Security is paramount. Before launch, your smart contracts must undergo professional audits from multiple firms specializing in Web3 security, such as OpenZeppelin or Trail of Bits. Establish a clear upgradeability and governance plan using transparent proxies (e.g., OpenZeppelin's UUPS) with a multi-signature wallet or DAO for administering the system. Plan for incident response, including contract pausing mechanisms and a process for revoking compromised credentials.

For the user experience, integrate with established identity wallets. Support for EIP-4361 (Sign-In with Ethereum) and EIP-712 typed structured data signing makes the attestation process familiar and secure. Develop clear user-facing documentation explaining data privacy—specifically, that only the proof (not the underlying documents) is stored on-chain. Consider the legal and compliance frameworks relevant to digital identity in your operating jurisdictions.
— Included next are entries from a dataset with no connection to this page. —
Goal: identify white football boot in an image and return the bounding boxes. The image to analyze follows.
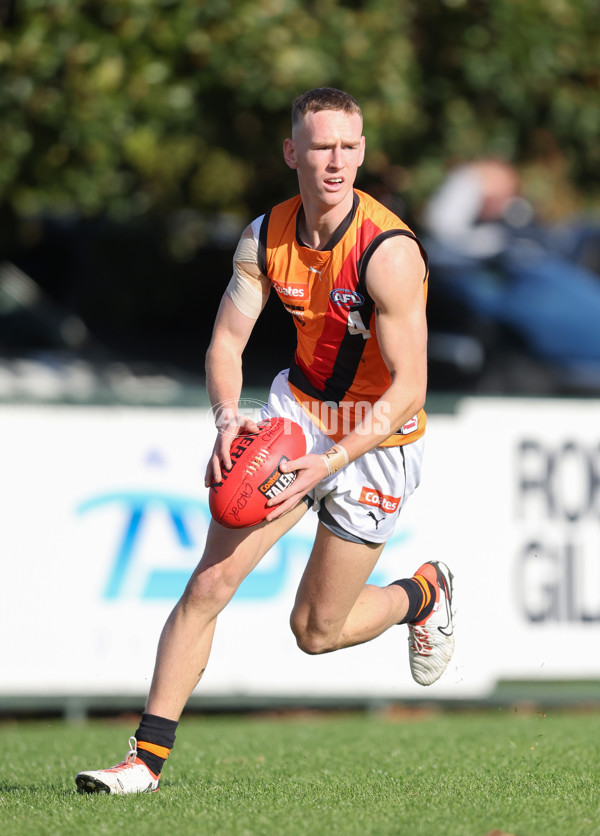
[408,560,454,685]
[75,737,160,795]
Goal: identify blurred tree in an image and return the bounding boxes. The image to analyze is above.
[0,0,600,378]
[0,0,600,248]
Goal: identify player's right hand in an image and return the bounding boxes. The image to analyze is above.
[204,414,260,488]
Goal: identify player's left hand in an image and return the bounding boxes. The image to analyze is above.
[266,453,329,520]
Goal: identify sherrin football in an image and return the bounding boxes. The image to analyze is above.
[208,418,306,528]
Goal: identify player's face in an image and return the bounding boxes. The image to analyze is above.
[284,110,365,208]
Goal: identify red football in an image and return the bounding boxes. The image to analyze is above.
[208,418,306,528]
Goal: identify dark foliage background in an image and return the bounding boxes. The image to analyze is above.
[0,0,600,386]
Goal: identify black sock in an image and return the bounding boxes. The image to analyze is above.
[393,575,435,624]
[135,714,178,775]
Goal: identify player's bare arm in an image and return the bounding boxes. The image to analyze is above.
[267,236,427,519]
[205,228,269,487]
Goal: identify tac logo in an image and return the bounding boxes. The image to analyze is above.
[75,490,394,604]
[329,287,365,310]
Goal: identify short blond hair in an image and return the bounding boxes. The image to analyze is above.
[292,87,362,125]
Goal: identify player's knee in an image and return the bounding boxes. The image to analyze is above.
[290,613,335,656]
[181,564,239,614]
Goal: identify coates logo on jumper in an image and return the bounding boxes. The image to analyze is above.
[273,281,309,302]
[358,487,402,514]
[329,287,365,310]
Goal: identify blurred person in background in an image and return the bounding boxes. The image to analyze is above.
[422,158,600,394]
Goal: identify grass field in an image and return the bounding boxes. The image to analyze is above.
[0,709,600,836]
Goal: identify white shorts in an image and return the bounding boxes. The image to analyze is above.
[261,369,424,543]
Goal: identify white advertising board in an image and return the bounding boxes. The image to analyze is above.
[0,399,600,700]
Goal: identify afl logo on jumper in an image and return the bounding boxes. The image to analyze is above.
[329,287,365,309]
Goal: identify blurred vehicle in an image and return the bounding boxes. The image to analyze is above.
[422,227,600,395]
[421,160,600,395]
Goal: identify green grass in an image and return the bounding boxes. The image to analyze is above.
[0,710,600,836]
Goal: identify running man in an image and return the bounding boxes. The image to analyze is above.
[76,88,454,794]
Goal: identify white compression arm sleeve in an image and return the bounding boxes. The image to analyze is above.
[225,229,268,319]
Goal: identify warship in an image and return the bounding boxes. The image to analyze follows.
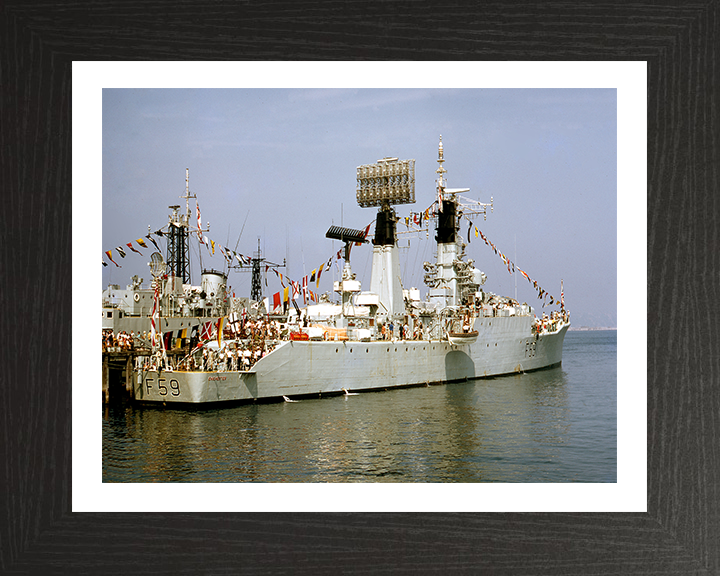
[132,137,570,405]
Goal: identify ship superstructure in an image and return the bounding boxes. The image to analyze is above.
[128,139,569,403]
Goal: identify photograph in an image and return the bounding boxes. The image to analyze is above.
[102,88,618,483]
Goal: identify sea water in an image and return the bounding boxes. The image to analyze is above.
[102,330,617,482]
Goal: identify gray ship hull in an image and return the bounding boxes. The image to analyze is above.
[133,316,568,404]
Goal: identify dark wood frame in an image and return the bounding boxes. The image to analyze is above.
[0,0,720,576]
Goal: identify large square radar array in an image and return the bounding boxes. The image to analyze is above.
[357,158,415,208]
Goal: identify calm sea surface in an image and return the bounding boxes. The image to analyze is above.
[102,330,617,482]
Finally, adopt a phased rollout. Start with a limited beta on mainnet, monitor gas usage and contract interactions closely, and gather feedback. Use this phase to stress-test your relayer service (if using meta-transactions) and indexing pipeline. The transition to a production-grade, blockchain-based IAL system is complex, but by addressing these areas—security, scalability, compliance, and UX—you can build a robust foundation for decentralized trust.